The degradation of Native diets has been deleterious to the health and culture of Native people whose traditions are rooted in agrarian foodways. “Food is really the core element of [Tohono O’odham] song, ceremony, legend,” Reader said. “All of that is really based in the food system, so as the food system declined, so too did many cultural practices.”
The mission to rebuild Native foodways drives agricultural organizations like the San Xavier Co-op Farm, where sacred Tohono O’odham practices nurture traditional crops, and the Native Seeds/SEARCH seed bank, through which Native American gardeners can access discounted indigenous seeds.
But in spite of the progress made by these and other grassroots organizations, Native voices still go unheard by the state policymakers who determine farming practices and, by extension, food policy. The Arizona Department of Agriculture governing board has yet to include a Native American, Hispanic, African American, or Asian member. Without representation, advocates say, those whose diets are most likely to be compromised by systemic inequality will continue to go without the fresh desert food once enjoyed in abundance.
For thousands of years, the oft-dry banks of the Santa Cruz River have provided fertile ground for growers like those at the Las Milpitas Community Farm. An extension of the local food bank, the 6-acre farm is nestled between the river and two trailer parks in a low-income neighborhood on the western edge of Tucson.
It is one of at least five community farms scattered across Tucson and an important source for otherwise out of reach organically grown, native food like tepary beans and yellow watermelons. But Las Milpitas isn’t just a place for harvest; it’s also a space for change.
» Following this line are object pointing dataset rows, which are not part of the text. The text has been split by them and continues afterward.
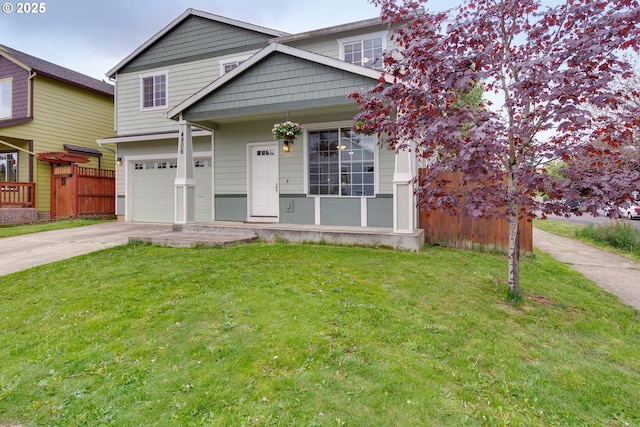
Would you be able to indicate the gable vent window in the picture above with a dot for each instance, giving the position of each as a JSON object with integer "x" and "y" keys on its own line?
{"x": 365, "y": 51}
{"x": 154, "y": 91}
{"x": 229, "y": 64}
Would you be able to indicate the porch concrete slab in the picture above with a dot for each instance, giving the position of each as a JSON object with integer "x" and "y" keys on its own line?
{"x": 178, "y": 239}
{"x": 300, "y": 233}
{"x": 22, "y": 252}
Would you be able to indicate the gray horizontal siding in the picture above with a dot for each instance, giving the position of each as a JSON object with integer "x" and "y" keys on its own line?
{"x": 281, "y": 79}
{"x": 194, "y": 39}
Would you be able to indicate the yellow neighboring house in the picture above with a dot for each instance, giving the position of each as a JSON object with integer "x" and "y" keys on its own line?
{"x": 46, "y": 108}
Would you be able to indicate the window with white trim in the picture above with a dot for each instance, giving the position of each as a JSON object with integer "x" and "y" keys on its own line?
{"x": 6, "y": 95}
{"x": 365, "y": 50}
{"x": 9, "y": 167}
{"x": 341, "y": 163}
{"x": 229, "y": 64}
{"x": 153, "y": 90}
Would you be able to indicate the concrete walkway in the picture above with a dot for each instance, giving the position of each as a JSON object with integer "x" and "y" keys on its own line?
{"x": 614, "y": 273}
{"x": 29, "y": 250}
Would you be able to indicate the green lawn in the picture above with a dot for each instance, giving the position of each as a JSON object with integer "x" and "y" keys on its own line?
{"x": 312, "y": 335}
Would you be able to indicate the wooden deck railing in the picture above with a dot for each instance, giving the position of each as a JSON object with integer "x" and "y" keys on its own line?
{"x": 17, "y": 194}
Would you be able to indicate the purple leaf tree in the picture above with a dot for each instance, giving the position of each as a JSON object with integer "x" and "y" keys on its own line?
{"x": 542, "y": 70}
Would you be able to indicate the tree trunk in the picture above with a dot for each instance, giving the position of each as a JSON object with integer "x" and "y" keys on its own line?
{"x": 514, "y": 254}
{"x": 514, "y": 238}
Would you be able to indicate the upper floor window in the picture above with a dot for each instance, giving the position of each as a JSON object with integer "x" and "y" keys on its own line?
{"x": 154, "y": 91}
{"x": 6, "y": 90}
{"x": 365, "y": 50}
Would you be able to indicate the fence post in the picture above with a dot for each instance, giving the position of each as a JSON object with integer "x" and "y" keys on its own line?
{"x": 74, "y": 190}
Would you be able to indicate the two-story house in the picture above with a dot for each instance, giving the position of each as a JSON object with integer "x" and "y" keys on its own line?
{"x": 195, "y": 108}
{"x": 46, "y": 108}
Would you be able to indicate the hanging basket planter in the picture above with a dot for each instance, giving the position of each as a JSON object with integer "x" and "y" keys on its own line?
{"x": 287, "y": 131}
{"x": 361, "y": 126}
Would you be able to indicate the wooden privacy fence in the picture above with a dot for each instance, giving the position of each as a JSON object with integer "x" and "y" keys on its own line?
{"x": 82, "y": 192}
{"x": 17, "y": 194}
{"x": 463, "y": 231}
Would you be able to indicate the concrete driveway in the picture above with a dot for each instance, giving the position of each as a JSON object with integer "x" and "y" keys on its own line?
{"x": 614, "y": 273}
{"x": 21, "y": 252}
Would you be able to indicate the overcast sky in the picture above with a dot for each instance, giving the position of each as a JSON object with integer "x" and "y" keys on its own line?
{"x": 92, "y": 36}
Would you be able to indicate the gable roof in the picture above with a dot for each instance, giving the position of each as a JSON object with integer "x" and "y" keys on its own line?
{"x": 259, "y": 56}
{"x": 186, "y": 14}
{"x": 57, "y": 72}
{"x": 330, "y": 30}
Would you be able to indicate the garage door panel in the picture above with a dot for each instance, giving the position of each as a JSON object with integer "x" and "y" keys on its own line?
{"x": 153, "y": 198}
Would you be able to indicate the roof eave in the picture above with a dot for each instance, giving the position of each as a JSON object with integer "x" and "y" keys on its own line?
{"x": 190, "y": 12}
{"x": 176, "y": 111}
{"x": 328, "y": 30}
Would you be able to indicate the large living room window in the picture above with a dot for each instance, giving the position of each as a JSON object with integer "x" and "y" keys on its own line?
{"x": 341, "y": 163}
{"x": 365, "y": 50}
{"x": 5, "y": 98}
{"x": 154, "y": 91}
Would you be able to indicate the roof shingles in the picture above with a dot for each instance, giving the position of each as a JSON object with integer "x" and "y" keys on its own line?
{"x": 57, "y": 72}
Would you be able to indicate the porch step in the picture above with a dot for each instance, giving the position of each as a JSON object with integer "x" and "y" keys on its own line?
{"x": 299, "y": 233}
{"x": 178, "y": 239}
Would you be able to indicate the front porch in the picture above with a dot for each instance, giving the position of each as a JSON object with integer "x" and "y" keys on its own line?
{"x": 224, "y": 233}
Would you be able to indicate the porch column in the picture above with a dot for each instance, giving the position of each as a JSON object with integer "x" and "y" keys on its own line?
{"x": 404, "y": 205}
{"x": 185, "y": 184}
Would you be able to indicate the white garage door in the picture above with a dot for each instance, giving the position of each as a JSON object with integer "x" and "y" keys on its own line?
{"x": 153, "y": 190}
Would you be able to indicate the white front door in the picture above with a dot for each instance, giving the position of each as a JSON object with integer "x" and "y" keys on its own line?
{"x": 263, "y": 182}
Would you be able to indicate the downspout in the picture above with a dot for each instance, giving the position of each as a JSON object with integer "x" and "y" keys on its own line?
{"x": 30, "y": 94}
While vegetables sprout among pollinator plants and mesquite trees, gardeners convene for sustainability workshops or potlucks.
“We’re offering this to the Tucson communities for free to build skills around food cultivation and food growing … and to give them a sense of confidence and self-sufficiency,” said community coordinator Elena Ortiz.
Stewarding seeds for well-being
A group of Tucson librarians has also developed a system of distributing seeds—using the extensive reach of the public library—as a means to improve the health outcomes of residents who struggle with food access.
In 2012, the Pima County public library system began distributing heritage seed packets—once a luxury good for hobby gardeners—to anyone with a library card.
“The desire of our community members to reconnect with their food and its source was palpable,” founding librarian Justine Hernandez and her colleague Sharon Holzman-Cox explained in an email to Civil Eats.
“We are giving people ways to have more self-determination and solve problems.”
According to the state-of-food report, those without financial means benefit from diets rich in diverse plants. “Hunger and food insecurity are often exacerbated in communities where diets are chronically monotonous because many nutrient-dense foods are priced beyond their citizens’ reach,” the report reads.
Not that giving people access to more plants is a cure-all.
“We don’t want to give the impression that simply by making more seeds available to people that we can solve the root cause of poverty,” Nabhan said. “But … given that reducing poverty and food insecurity is such a complex and long-term project, we are giving people ways to have more self-determination and solve problems rather than just relying on Band-Aid approaches.”
Seed packet circulation in the county nearly quadrupled in the five years since librarians began offering the seeds.
Now, the Pima County seed library is one of the largest in the world, serving more than 1 million residents through an interlibrary seed loan system operating across all 26 branches.
Moving forward, one (food)way or another
Making space for local, affordable, and culturally appropriate food is not an easy undertaking, even in an UNESCO City of Gastronomy. Those working to reframe Tucson’s food system are doing so on their own terms and with varying degrees of support.
Most grassroots groups go without the kinds of resources that are available to larger institutions like the food bank or the public library. Without space for more community gardens or capital for projects like restaurants that offer meals prepared with traditional food, advocates are waging an uphill battle. But the community remains as resilient as the plants that blossom on the banks of the Santa Cruz River.
“It reminds me that innovation always begins on the margins [and] the necessity-is-the-mother-of-invention thing is absolutely true here,” said Nabhan.